October 20, 2010
Although it’s not news that Autodesk has been providing users access to its line of software products via its own cloud, an article that appeared today in a publication focused on a particular software package, this time for the plastics industry, served as a reminder about how the landscape for complex, compute-intensive applications is changing due to a shift in how these are accessed and used. Furthermore, the article contains a detail interview with an Autodesk official who shares some details about the company’s cloud and what they are enabling by providing it to users, both for tests and trials and the “real deal” of mission-critical modeling and simulation tasks.
On the design and engineering front, Autodesk, makers of AutoCAD and a number of other applications for similar audiences is a software front runner due its wide adoption. It is also a leader in delivering software as a service, thus allowing a broader range of researchers, designers and engineers access to the resources required to handle large-scale or particularly compute or data-intensive operations.

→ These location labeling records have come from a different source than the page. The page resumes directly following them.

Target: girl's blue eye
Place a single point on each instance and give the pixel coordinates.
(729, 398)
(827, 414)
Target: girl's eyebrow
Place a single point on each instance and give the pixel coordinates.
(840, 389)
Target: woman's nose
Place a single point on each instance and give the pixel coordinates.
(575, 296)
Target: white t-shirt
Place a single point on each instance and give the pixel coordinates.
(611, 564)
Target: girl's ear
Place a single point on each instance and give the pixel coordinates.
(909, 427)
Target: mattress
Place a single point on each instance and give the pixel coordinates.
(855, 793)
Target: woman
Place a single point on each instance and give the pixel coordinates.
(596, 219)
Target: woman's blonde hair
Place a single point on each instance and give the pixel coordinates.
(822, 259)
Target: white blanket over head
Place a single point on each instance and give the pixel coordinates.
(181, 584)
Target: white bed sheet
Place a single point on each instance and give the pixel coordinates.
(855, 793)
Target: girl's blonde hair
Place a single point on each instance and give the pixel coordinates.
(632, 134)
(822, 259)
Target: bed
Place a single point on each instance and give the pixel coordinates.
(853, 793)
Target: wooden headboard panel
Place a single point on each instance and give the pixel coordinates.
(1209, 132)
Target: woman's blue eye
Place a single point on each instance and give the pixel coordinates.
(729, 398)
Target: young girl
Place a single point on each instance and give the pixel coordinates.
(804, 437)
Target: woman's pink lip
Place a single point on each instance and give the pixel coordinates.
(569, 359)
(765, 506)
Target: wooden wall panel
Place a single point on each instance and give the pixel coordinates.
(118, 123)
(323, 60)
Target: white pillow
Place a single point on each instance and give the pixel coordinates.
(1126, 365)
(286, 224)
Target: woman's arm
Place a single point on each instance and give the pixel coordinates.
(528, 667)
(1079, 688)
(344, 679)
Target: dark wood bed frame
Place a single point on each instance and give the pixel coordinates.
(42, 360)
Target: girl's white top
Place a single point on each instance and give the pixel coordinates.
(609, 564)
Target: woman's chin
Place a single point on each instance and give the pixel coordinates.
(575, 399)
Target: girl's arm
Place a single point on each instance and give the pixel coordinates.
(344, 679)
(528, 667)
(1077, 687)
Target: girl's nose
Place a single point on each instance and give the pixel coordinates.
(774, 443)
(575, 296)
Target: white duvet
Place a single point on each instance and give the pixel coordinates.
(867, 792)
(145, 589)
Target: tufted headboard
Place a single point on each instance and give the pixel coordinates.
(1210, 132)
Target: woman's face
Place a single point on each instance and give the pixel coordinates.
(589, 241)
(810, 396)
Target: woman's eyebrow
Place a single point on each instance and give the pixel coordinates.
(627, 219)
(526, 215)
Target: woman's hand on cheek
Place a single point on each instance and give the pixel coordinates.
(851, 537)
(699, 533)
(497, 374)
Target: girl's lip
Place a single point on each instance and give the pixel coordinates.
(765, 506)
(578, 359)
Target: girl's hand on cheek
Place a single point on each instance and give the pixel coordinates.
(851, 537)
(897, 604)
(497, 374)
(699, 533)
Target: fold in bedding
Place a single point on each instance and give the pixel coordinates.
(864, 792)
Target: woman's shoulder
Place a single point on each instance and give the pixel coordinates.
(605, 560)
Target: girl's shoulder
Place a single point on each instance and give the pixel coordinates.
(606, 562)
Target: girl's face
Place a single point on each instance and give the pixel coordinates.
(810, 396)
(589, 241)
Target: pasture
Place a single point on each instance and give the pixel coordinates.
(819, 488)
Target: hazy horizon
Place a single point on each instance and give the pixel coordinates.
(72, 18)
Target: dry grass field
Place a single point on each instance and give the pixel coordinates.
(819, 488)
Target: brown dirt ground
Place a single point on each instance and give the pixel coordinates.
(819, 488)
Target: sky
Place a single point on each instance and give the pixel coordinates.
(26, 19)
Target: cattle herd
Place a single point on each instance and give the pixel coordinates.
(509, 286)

According to Keith Perrin, a senior industry manager for manufacturing for Autodesk, “we’re providing a whole bunch of servers to allow companies to undertake simulation out there, in their analysis.” He states that this “broadens the scope of simulation that can be undertaken and the ease of use; an analysis that frankly wasn’t possible before suddenly is possible.”
Autodesk has been working on Project Cumulus, which is its own version of hosted HPC services that are delivered to users via a simplified interface, thus making access to its MoldFlow software, which is used by many plastics engineers and designers, simpler and opening the doors to a wider number of users who were once barred from entry due to their lack of computational power.
As an Autodesk release stated, “Project Cumulus aims to help design engineers and plastics specialists that use Autodesk’s Moldflow Insight software to optimize their injection molded plastic part designs and manufacturing processes.” Along with this offering, Autodesk is taking a number of its other popular software items to the cloud market, thus delivering the CAD/CAE industry with a fresh influx of resources and perhaps new users of its products.
Jeff Wymer, a product manager with Autodesk stated that the company is “letting users leverage the untapped potential compute power of the cloud to bring optimization into the equation…we’re allowing the MoldFlow designer to optimize his design and get the best results with unrivaled performance and capacity compared to the desktop.”